President Musharraf's help was vital in the American-led campaign which ousted the Taliban regime in Afghanistan last year and put its al-Qa'ida allies to flight, but he is still struggling to control Islamist militancy within his own borders, including a spate of attacks on Western targets. Yesterday 13 people, including 10 German and Austrian tourists, were hurt when what appeared to be a handmade grenade was thrown at them while they were visiting an archaeological site in northern Pakistan.
Officials said no one was seriously injured, and the tourists were taken back to Islamabad under police guard after treatment at the local hospital. Because the explosive device was unsophisticated, the incident was blamed on "local mischief-makers".

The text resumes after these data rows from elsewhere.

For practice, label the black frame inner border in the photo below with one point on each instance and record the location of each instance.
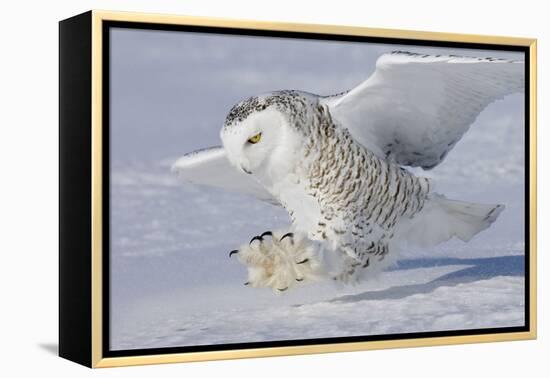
(106, 247)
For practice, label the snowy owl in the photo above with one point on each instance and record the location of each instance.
(337, 165)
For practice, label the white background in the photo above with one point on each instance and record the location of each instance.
(28, 152)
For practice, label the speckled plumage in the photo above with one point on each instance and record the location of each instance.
(336, 163)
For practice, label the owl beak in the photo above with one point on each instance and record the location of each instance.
(245, 170)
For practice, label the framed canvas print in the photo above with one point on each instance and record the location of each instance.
(235, 189)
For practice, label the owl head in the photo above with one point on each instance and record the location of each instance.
(262, 137)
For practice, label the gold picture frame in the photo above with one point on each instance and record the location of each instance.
(82, 211)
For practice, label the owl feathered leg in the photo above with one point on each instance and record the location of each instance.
(280, 260)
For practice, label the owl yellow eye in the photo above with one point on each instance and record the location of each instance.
(255, 139)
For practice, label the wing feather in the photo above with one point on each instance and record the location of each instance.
(414, 108)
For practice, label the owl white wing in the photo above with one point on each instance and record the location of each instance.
(210, 167)
(414, 108)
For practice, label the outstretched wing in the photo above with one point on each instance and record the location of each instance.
(415, 107)
(210, 167)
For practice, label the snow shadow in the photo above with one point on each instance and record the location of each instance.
(477, 269)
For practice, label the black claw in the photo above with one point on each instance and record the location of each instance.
(288, 234)
(255, 238)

But there have been several attacks on foreigners in Pakistan this year, including an explosion last month outside the US consulate in Karachi which killed 12 Pakistanis, and a car bombing in May near the city's Sheraton Hotel in which 14 people died, including 11 French engineers. Also in Karachi, the American journalist Daniel Pearl was kidnapped and murdered, while grenades were thrown into the international church in Islamabad in March, killing the wife and daughter of an American diplomat. Three others died and 45 were injured, including five Britons. On both sides of the Line of Control, the de facto border in Kashmir, there are warnings that the autumn will bring fresh tensions. More than 60,000 people have died in India's only Muslim-majority state since separatists and supporters of union with Pakistan began their insurgency a decade ago, and India wants to hold elections in its half of Kashmir before the end of the year. Yesterday's attack in Jammu, on the anniversary of an uprising in the territory 70 years ago, emphasises that the campaign could be bloody.